The stillness of the dining area is interrupted by shouts of orders and clanging of pans from behind the double doors of the kitchen, where workers hustle to prepare to-go meals for hungry customers.
Brothers Albert and Jorge Suarez have owned and operated the restaurant since its establishment in 1990.
While orders to close certain businesses and for residents to stay at home to help prevent further spread of COVID-19 created an unprecedented struggle for eateries across the country to stay open, the Suarez brothers have decided to adapt.
“It’s been tough. Everybody’s scared,” Albert said on Thursday afternoon. “When all this stuff started happening, we had a meeting with all our employees. It was just seeing their faces, some teared up. It was just awful.”
Koko’s has approximately 34 people on staff, some of whom have worked for the restaurant for 10 to 15 years. With the exception of a few employees who chose to stay home due to health concerns, nearly all of Koko’s employees have continued to show up to work.
“My brother and I were thinking, ‘What are we going to do with all these employees?’” Albert recalled. “They can’t afford not to work. They can’t afford to stay home. We just decided to do curbside.”
The Suarez brothers decided to implement a curbside and delivery-only business plan. The restaurant now offers free delivery to anywhere within a 5-mile radius, and the former waiters are the ones doing the delivering.

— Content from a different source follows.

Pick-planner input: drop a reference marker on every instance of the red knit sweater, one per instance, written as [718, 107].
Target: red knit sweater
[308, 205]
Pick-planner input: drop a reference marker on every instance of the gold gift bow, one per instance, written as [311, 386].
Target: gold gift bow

“I don’t have anybody picking up food and delivering for us. We’re doing everything on our own,” Albert said. “It’s all about the employees and their health. We’ve got to make sure that they’re healthy and they’re not sick. I have them wearing gloves and masks. I’m trying to be really careful about stuff like that.”
While the restaurant has taken a slight hit from Hidalgo County’s shelter-at-home order, which forced businesses to close their doors to dine-in customers, the brothers say that the catering aspect of their restaurant has been a huge loss for them.
Utilizing a food truck, the restaurant would cater anywhere from 250 to 1,500 people at weddings and graduation parties throughout the state of Texas, which contributed nearly 30% of the restaurant’s income. All of the events the restaurant had scheduled have been canceled.
“Like everybody else, business has been affected,” Albert said. “We’ve been blessed that we have great clientele. The community has really stepped it up and helped all the local restaurants. That really makes me feel good about that — the community coming and helping the local restaurants. The response has been unbelievable.”
Albert said that he and his brother plan to apply for the U.S. Small Business Administration’s Economic Injury Disaster Loan (EIDL) program, which was passed by Gov. Greg Abbott on March 20.
The EIDL program would provide long-term, low interest loans to businesses who qualify.
“Loans are going to be available for business with fewer than 500 employees,” explained state Rep. Bobby Guerra, who said that all the information about the program is available at the SBA website. “There’s going to be a lot of documentation, but there is some hope that’s going to be coming their way.”
In the meantime, Albert and Jorge said that they will continue to operate for as long as they can.
“We’re going to keep on going until they shut us down,” Albert said. “We have to think about our employees. If we close, then what are these people going to do? We’re going to try to keep going for as long as we can. Our plans are to keep going. It’s about the health of everybody and our employees. We are very worried about that.”